From ‘Day One’ rights to a nine-month buffer
The government’s initial proposal, expected to come into force in 2027, aims to extend protection from unfair dismissal to all employees from their first day of employment. The original proposal also introduced an ‘initial period of employment’. This was to be a nine-month window during which employers could dismiss staff using a yet-to-be-determined, simplified process. The intention was to balance fairness for employees with commercial flexibility for employers.
Lords’ amendment: six months instead of structural reform
The House of Lords has now voted to remove the ‘initial period of employment’ entirely, opting instead for a simpler amendment to reduce the unfair dismissal qualifying period to six months. The arguments for this are that it:
- Offers earlier protection to employees in a clearer, more accessible way;
- Avoids the need for a new legal framework; and
- Reduces the administrative burden for employment tribunals.
What happens next?
The Bill will return to the House of Commons. Considering the government’s manifesto commitment to ‘day one’ rights, it is likely that the Lords’ amendment will be rejected. Ministers may seek to reinstate the original proposal – including the nine-month initial period.
Under the Salisbury Convention, the Lords do not usually obstruct government manifesto pledges. Therefore, although peers may press for reassurances or further clarification, they are still expected to allow the Bill to pass into law.
Practical implications for employers
The final outcome will have significant implications for hiring and dismissal strategies. If the original version passes, employers will need to navigate a more complex dismissal route for new starters during the initial nine-month period – with legal and procedural details still to be confirmed.

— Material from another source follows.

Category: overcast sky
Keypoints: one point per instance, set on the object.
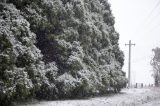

If the six-month amendment is accepted (or a compromise is reached), employers would instead face a simpler legal landscape, albeit with reduced time to assess and manage underperformance before full protection from unfair dismissal.
Either way, businesses should prepare for a significant change. Probation periods, performance management frameworks, and dismissal procedures may all need revisiting as the new regime takes shape.